Fire an ‘Act of God’

By Jason Ferguson


Two utility companies that are being sued by landowners in the wake of last year’s Legion Lake Fire are denying any responsibility for the blaze, which lasted over a week and burned 54,000 acres of state, federal and private land. It is the third-largest fire in the recorded history of the Black Hills.

A lawsuit filed in Seventh Judicial Circuit Court Aug. 17 claims negligence by Black Hills Power, dba Black Hills Energy (BHE) and Hanson Communications of Willmar, Minn., along with its subsidiary, Randall Telephone Co.

Landowners affected by the fire claim the tree recognized to have started the fire by falling onto a nearby BHE powerline during strong December winds last year was enabled to fall because a major portion of the tree’s root system was severed when a utility trench was dug adjacent to the tree, which they claim caused the tree’s soil plate to be severly damaged, “rendering it vulnerable to toppling.”

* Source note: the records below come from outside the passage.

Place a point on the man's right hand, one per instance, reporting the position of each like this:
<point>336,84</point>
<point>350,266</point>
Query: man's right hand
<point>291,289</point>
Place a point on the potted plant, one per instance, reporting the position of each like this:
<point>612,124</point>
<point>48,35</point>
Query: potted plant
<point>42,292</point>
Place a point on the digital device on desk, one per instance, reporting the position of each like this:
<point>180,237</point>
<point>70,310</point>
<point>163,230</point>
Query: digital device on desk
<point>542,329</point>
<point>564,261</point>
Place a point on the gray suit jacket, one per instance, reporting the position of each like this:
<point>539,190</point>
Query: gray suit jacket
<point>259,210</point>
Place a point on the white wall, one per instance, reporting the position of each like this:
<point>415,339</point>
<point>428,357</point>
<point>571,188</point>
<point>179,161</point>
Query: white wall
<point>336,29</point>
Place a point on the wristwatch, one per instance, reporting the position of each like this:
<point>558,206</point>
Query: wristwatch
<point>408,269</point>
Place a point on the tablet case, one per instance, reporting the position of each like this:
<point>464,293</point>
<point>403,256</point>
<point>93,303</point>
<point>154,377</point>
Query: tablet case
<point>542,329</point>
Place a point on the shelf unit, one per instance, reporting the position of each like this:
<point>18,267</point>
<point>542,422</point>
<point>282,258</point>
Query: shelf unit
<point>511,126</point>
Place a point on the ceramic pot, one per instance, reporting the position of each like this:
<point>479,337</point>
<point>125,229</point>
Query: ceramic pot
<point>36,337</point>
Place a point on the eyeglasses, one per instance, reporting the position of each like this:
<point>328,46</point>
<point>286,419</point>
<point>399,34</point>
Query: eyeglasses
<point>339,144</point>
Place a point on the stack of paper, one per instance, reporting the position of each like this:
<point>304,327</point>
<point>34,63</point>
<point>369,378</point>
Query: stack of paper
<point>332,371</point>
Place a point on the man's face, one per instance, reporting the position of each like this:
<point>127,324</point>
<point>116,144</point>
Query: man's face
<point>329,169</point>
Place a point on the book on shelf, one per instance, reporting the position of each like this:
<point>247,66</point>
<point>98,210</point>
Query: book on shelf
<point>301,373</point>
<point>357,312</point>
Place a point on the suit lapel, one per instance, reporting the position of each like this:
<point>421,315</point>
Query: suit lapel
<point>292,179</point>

The 35-foot-tall tree was confirmed to have started the fire after an investigation.

In its response, the telephone company, through its attorneys, says it denies “each and every claim and cause action set forth in the Plaintiff’s Complaint except those which are specifically admitted or qualified.”

The company’s attorneys, John Nooney and Robert Galbraith of Rapid City, wrote in the answer to the lawsuit that their client, the telephone company, “generally admits” that a fire occurred in Custer State Park as generally alleged in the complaint, but “the Answering Defendants deny that they are liable to the Plaintiffs for the same.”

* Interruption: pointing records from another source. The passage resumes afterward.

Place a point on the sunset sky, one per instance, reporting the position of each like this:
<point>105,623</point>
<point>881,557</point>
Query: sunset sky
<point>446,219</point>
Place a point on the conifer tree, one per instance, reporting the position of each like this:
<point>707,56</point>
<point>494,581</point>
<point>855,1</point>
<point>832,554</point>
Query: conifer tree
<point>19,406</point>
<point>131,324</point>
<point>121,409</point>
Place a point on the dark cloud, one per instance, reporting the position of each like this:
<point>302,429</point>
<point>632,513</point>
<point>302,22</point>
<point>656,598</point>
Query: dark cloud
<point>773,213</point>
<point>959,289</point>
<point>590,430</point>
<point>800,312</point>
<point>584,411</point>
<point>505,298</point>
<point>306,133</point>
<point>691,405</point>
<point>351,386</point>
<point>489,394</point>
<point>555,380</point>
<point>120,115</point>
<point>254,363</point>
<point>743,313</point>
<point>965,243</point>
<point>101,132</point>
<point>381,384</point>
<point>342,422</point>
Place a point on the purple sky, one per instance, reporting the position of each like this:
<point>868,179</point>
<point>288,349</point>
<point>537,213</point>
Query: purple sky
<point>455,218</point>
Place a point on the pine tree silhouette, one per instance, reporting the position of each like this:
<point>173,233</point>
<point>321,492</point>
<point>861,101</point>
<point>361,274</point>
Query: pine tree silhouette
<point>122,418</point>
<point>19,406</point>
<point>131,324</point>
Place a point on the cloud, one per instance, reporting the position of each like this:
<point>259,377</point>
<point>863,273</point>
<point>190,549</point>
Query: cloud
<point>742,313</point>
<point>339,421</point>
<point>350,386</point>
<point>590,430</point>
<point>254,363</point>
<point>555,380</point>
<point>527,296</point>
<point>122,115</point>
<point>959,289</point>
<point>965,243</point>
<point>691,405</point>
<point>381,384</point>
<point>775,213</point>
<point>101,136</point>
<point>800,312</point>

The next paragraph of the response states that while the telephone company admits it did locate certain facilities underground, it denies that it was negligent in the placement of such facilities and further denies that it is liable to the Plaintiffs for any claims or cause of action.

“The Answering Defendants affirmatively alleges that the claims or causes of action more fully set forth in the Plaintiff’s Complaint were the result of an act of God,” the response reads.

Through its attorneys, Marie Ruettgers and Edwin Evens, of Rapid City and Sioux Falls, respectively, BHE denies that the tree that fell was within its right of way, but does admit to a tree falling on a BHE powerline and igniting the fire.

BHE’s response goes on to lay some blame at the feet of the plaintiffs and other “third parties, saying “Plaintiffs failed to mitigate their damages, if any, and any damages resulting from Plaintiff’s failure to mitigate their damages may not be recovered.”

“The damages, of any, claimed by Plaintiffs were caused by the acts or omissions of third parties, for which Defendant has no responsibility or liability,” the response continues. “Plaintiff’s injuries and damages, if any, were caused by the fault of other persons, entities and/or actors, including but not limited to the Plaintiffs, whether or not joined as parties to this lawsuit, which must be evaluated and liability apportioned among all such actors proportionate to their respective fault.”

The original lawsuit says each plaintiff suffered consequential damages, including, but not limited to, loss of value of their real property, loss of personal property, loss of real estate value, loss of agricultural value (past and future), loss of aesthetics, rehabilitation, cleanup and replacement costs. 

Plaintiffs are Evan Gallentine, Roberta Gallentine, Anita Gallentine, Jeff Harkey, Gail Harkey and David Reyelts, individually and through Needles View Ranch, LLC. They are represented by Belle Fourche attorney Kenneth Barker.

Court documents list several claims for relief: negligence and that the fire harmed the plaintiffs by the “nuisance” and “trespass” of the defendants because of the fire. The suit seeks “their compensatory, consequential, incidental and actual damages, both past and future, in an amount to be determined by a jury,” along with costs, expenses and attorney fees related to the lawsuit.